In [0]:
#Dataset is downloaded from kaggle:
#(https://www.kaggle.com/datasets/mohithsairamreddy/salary-data)

In [0]:
### Extract
from pyspark.sql import SparkSession
spark = SparkSession.builder.appName("ETL Pipeline").getOrCreate()
df = spark.read.table("salary_data_5_csv")

In [0]:
df.show()

+---+------+---------------+--------------------+-------------------+------+
|Age|Gender|Education Level|           Job Title|Years of Experience|Salary|
+---+------+---------------+--------------------+-------------------+------+
| 32|  Male|     Bachelor's|   Software Engineer|                  5| 90000|
| 28|Female|       Master's|        Data Analyst|                  3| 65000|
| 45|  Male|            PhD|      Senior Manager|                 15|150000|
| 36|Female|     Bachelor's|     Sales Associate|                  7| 60000|
| 52|  Male|       Master's|            Director|                 20|200000|
| 29|  Male|     Bachelor's|   Marketing Analyst|                  2| 55000|
| 42|Female|       Master's|     Product Manager|                 12|120000|
| 31|  Male|     Bachelor's|       Sales Manager|                  4| 80000|
| 26|Female|     Bachelor's|Marketing Coordin...|                  1| 45000|
| 38|  Male|            PhD|    Senior Scientist|                 10|110000|

In [0]:
### Transform

In [0]:
df.describe().show()

+-------+-----------------+------+---------------+---------------+-------------------+------------------+
|summary|              Age|Gender|Education Level|      Job Title|Years of Experience|            Salary|
+-------+-----------------+------+---------------+---------------+-------------------+------------------+
|  count|             6702|  6702|           6701|           6702|               6701|              6699|
|   mean|33.62085944494181|  null|           null|           null|  8.094687360095508|115326.96477086132|
| stddev|7.614632626251299|  null|           null|           null|  6.059003056634108| 52786.18391068295|
|    min|               21|Female|     Bachelor's|Account Manager|                  0|            100000|
|    max|               62| Other|            phD|  Web Developer|                  9|             99747|
+-------+-----------------+------+---------------+---------------+-------------------+------------------+



In [0]:
from pyspark.sql.functions import col, count, when
from pyspark.sql.functions import col
from pyspark.sql.functions import when


In [0]:

# count na value of each column
df.select([count(when(col(c).isNull(), c)).alias(c) for c in df.columns]).show()

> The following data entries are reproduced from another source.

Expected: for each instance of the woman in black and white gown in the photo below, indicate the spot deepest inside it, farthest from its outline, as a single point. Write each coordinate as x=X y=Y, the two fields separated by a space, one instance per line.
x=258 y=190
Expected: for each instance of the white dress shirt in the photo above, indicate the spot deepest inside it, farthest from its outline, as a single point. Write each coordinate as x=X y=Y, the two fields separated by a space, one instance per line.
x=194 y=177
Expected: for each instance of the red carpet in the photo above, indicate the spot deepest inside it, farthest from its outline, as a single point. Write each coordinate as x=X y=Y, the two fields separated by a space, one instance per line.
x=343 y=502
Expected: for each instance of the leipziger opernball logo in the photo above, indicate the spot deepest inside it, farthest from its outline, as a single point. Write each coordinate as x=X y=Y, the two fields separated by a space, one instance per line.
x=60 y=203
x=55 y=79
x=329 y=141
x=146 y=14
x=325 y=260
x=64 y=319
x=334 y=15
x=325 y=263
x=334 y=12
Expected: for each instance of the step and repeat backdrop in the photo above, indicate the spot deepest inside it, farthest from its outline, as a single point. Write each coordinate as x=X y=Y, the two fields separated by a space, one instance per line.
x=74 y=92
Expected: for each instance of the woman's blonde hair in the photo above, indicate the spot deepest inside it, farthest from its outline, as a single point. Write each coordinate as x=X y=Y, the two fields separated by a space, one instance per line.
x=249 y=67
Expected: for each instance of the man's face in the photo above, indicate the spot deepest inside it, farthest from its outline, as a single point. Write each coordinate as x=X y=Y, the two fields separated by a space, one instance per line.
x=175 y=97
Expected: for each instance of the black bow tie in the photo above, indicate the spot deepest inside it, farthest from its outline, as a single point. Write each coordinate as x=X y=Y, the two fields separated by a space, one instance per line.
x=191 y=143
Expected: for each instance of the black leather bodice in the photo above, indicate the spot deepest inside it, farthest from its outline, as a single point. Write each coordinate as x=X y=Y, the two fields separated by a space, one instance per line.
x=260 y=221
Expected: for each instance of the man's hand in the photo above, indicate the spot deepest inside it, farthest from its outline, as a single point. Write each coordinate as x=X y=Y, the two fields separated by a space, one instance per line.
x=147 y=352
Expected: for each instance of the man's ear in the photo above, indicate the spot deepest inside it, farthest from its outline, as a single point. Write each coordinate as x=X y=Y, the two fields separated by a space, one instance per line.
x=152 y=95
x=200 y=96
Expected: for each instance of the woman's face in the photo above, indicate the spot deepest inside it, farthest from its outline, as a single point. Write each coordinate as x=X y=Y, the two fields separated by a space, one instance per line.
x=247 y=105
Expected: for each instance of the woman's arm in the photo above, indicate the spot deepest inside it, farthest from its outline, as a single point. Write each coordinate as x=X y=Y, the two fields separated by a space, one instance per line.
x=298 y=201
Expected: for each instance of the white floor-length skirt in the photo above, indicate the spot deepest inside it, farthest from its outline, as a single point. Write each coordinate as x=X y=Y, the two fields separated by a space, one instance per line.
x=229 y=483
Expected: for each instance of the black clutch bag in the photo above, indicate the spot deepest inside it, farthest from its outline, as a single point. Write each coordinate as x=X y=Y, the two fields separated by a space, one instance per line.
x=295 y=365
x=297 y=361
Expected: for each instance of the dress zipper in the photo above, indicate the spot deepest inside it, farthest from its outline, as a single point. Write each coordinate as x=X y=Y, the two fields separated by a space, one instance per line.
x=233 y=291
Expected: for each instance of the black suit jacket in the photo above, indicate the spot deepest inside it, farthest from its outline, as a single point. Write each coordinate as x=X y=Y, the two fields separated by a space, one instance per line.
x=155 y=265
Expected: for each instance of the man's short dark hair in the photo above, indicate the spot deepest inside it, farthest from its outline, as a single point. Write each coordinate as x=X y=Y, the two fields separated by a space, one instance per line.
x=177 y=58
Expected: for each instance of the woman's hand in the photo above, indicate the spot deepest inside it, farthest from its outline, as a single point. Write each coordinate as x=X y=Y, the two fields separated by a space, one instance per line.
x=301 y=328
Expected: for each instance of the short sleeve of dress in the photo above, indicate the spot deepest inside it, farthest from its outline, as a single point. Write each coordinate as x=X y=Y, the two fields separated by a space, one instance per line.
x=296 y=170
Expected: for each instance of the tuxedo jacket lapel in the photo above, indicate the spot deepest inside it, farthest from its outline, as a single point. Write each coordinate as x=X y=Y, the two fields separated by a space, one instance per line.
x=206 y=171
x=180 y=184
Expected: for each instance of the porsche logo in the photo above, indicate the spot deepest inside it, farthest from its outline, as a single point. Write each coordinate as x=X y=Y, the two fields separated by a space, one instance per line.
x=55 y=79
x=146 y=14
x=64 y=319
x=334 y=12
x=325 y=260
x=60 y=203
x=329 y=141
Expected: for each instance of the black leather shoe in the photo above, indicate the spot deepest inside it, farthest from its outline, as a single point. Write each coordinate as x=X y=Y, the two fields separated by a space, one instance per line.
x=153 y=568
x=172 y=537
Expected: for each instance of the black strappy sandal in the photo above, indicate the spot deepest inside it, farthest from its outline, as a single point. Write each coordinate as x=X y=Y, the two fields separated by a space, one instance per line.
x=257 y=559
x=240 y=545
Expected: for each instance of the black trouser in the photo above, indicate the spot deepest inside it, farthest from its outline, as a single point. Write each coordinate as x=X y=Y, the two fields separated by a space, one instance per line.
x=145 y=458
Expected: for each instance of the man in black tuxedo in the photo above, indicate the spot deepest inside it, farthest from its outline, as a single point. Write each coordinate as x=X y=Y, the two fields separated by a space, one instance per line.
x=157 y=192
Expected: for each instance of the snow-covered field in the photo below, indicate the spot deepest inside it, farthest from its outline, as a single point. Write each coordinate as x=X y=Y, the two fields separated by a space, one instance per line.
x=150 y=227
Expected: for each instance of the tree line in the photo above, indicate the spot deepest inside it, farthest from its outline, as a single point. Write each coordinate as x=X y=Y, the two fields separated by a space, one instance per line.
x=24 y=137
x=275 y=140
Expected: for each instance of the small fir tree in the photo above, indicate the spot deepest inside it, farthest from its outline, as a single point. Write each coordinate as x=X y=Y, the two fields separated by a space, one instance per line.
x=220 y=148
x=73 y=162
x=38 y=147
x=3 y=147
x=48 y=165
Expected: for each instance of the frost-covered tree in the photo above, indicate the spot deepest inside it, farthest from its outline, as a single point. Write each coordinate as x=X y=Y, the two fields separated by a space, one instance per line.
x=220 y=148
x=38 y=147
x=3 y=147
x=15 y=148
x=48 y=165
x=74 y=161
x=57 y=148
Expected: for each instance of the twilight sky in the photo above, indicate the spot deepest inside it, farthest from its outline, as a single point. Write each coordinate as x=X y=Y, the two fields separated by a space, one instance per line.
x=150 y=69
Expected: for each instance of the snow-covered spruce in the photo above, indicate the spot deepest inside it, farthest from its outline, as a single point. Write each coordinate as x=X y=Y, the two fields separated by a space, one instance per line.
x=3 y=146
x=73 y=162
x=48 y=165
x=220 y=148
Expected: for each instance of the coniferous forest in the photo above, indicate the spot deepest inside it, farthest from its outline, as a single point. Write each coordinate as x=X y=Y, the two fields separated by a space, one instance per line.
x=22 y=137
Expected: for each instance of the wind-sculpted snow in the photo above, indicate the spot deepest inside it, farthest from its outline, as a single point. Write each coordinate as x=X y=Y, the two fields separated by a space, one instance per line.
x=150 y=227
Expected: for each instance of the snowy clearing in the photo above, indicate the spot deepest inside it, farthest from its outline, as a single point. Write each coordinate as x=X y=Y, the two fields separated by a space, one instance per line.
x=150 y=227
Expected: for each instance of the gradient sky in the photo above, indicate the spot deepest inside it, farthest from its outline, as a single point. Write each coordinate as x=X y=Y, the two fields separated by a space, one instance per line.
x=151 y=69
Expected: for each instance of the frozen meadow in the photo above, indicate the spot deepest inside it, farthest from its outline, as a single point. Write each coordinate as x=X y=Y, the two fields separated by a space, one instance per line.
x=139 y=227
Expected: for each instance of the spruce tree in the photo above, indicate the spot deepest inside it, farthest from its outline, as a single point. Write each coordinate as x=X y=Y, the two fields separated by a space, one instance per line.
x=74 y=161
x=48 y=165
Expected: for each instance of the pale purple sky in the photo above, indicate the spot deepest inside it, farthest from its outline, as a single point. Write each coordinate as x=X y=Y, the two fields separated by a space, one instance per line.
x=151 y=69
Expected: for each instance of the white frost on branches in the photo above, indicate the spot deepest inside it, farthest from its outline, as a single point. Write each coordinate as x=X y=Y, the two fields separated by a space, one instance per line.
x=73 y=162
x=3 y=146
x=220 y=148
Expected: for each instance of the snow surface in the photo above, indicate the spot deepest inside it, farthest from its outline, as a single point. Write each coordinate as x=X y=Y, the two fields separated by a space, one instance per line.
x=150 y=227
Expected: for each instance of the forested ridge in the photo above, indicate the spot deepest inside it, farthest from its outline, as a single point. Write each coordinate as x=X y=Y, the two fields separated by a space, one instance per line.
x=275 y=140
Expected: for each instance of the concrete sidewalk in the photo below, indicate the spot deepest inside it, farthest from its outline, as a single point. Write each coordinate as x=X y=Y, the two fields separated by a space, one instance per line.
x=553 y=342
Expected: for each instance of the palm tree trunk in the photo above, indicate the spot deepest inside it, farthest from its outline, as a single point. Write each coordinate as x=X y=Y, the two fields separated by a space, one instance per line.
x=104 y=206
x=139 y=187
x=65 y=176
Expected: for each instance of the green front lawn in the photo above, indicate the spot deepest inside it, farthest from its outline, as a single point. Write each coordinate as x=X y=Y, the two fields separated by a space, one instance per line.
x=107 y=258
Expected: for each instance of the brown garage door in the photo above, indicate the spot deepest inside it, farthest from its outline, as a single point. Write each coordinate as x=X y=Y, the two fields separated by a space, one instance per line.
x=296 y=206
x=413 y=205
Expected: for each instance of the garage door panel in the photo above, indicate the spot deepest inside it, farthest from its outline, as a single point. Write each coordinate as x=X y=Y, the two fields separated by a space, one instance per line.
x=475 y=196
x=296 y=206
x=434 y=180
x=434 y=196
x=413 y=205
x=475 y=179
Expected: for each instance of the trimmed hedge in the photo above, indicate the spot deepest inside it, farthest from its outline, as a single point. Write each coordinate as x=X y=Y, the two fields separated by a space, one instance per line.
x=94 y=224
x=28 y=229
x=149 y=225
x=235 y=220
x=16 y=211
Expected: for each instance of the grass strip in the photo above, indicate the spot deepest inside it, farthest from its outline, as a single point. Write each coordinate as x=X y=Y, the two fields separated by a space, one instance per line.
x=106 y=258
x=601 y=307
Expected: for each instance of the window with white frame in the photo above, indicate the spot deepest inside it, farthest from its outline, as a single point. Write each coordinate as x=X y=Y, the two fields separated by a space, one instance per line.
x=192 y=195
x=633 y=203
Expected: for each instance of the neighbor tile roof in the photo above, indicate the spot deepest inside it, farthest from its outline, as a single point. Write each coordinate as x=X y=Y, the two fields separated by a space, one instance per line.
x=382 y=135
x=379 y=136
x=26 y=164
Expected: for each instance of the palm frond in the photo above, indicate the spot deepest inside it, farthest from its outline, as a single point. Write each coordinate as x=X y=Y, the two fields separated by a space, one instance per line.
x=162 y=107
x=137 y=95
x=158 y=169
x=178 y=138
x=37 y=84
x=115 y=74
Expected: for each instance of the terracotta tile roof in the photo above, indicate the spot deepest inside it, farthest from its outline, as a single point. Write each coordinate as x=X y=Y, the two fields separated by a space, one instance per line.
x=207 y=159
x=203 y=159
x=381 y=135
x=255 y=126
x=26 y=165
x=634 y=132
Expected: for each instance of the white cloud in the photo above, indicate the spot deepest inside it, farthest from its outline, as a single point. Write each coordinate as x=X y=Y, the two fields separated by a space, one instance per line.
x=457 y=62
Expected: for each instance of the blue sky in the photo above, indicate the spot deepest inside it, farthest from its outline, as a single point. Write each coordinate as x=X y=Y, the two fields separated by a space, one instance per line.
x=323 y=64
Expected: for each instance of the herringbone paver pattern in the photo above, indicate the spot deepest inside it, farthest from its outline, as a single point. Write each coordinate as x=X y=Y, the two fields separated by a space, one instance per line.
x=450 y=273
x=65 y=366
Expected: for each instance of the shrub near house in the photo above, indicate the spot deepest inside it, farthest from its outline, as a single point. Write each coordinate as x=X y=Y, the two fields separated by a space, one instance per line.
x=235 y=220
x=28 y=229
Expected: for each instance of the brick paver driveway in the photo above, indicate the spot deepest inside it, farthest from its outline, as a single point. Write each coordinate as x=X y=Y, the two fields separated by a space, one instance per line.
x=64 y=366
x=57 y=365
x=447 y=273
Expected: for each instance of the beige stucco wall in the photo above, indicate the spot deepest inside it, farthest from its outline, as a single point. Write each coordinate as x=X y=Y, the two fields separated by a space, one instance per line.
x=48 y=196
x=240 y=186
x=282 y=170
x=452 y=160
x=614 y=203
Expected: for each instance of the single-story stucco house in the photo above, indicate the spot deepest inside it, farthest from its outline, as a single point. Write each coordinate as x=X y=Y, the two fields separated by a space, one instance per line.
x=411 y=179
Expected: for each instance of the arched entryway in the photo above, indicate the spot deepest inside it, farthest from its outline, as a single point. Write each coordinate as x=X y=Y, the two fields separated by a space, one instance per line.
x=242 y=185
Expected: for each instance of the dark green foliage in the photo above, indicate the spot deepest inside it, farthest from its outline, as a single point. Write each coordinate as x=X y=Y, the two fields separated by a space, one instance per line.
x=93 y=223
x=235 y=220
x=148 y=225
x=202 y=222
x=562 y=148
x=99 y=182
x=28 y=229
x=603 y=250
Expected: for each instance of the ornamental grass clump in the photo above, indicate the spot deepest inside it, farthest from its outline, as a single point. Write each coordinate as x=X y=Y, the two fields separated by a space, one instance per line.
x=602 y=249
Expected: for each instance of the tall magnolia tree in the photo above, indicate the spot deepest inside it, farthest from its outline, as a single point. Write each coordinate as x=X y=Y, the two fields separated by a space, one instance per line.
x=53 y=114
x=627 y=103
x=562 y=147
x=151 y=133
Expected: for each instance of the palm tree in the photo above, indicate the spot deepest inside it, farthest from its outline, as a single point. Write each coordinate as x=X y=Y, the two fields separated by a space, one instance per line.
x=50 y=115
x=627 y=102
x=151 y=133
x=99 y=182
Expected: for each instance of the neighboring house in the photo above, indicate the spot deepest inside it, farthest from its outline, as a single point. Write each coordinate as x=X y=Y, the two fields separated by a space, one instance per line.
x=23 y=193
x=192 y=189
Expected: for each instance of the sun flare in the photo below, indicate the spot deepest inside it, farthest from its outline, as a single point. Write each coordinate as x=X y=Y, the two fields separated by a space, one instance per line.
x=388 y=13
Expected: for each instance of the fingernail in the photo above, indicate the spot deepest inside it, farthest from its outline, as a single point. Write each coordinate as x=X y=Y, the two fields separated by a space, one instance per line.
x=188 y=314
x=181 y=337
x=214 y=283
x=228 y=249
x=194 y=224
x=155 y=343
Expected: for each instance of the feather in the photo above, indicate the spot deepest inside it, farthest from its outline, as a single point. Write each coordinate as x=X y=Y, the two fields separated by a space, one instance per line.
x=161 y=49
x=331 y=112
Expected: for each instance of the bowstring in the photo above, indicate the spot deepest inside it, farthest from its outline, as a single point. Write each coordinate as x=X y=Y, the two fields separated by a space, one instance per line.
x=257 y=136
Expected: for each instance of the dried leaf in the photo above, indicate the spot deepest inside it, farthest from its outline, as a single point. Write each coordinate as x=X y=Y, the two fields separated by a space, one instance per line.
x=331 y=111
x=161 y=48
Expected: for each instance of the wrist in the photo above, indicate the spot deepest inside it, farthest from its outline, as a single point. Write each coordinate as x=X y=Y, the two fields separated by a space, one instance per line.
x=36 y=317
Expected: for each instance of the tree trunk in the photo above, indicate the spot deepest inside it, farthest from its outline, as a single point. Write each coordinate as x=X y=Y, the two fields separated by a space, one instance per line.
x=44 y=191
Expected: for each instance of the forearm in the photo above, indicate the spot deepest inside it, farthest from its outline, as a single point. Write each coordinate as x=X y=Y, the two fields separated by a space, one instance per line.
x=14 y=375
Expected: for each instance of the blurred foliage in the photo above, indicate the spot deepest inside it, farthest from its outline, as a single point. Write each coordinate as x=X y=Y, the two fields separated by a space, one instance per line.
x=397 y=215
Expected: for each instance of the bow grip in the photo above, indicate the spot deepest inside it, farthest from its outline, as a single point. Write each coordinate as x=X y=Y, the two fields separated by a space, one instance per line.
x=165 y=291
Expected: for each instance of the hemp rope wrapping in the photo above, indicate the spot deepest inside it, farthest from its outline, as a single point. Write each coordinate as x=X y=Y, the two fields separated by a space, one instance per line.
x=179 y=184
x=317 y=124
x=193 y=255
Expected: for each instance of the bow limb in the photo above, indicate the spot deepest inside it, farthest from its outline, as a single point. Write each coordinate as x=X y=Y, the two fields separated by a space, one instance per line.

+---+------+---------------+---------+-------------------+------+
|Age|Gender|Education Level|Job Title|Years of Experience|Salary|
+---+------+---------------+---------+-------------------+------+
|  2|     2|              3|        2|                  3|     5|
+---+------+---------------+---------+-------------------+------+



In [0]:
# drop all rows that have na value
df = df.dropna()

In [0]:
#check again

df.select([count(when(col(c).isNull(), c)).alias(c) for c in df.columns]).show()

+---+------+---------------+---------+-------------------+------+
|Age|Gender|Education Level|Job Title|Years of Experience|Salary|
+---+------+---------------+---------+-------------------+------+
|  0|     0|              0|        0|                  0|     0|
+---+------+---------------+---------+-------------------+------+



In [0]:
# drop duplicate row

df = df.dropDuplicates()

In [0]:
#Check value of non-numeric column

df.groupBy('Education Level').count().orderBy(col('count').desc()).show()

+-----------------+-----+
|  Education Level|count|
+-----------------+-----+
|Bachelor's Degree|  506|
|  Master's Degree|  446|
|              PhD|  340|
|       Bachelor's|  262|
|         Master's|  122|
|      High School|  110|
|              phD|    1|
+-----------------+-----+



In [0]:
#There are some variables repeated again we the same values in a differernt spelling, now we will replace it with the matching values.
df = df.withColumn('Education Level', 
                             when(col('Education Level') == "Bachelor's Degree", "Bachelor")
                             .when(col('Education Level') == "Bachelor's", "Bachelor")
                             .when(col('Education Level') == "Master's Degree", "Master")
                             .when(col('Education Level') == "Master's", "Master")
                             .when(col('Education Level') == "phD", "PhD")
                             .otherwise(col('Education Level')))


In [0]:
df.groupBy('Education Level').count().orderBy(col('count').desc()).show()

+---------------+-----+
|Education Level|count|
+---------------+-----+
|       Bachelor|  768|
|         Master|  568|
|            PhD|  341|
|    High School|  110|
+---------------+-----+



In [0]:
df.groupBy('Gender').count().orderBy(col('count').desc()).show()

+------+-----+
|Gender|count|
+------+-----+
|  Male|  966|
|Female|  814|
| Other|    7|
+------+-----+



In [0]:
df.groupBy('Job Title').count().orderBy(col('count').desc()).show()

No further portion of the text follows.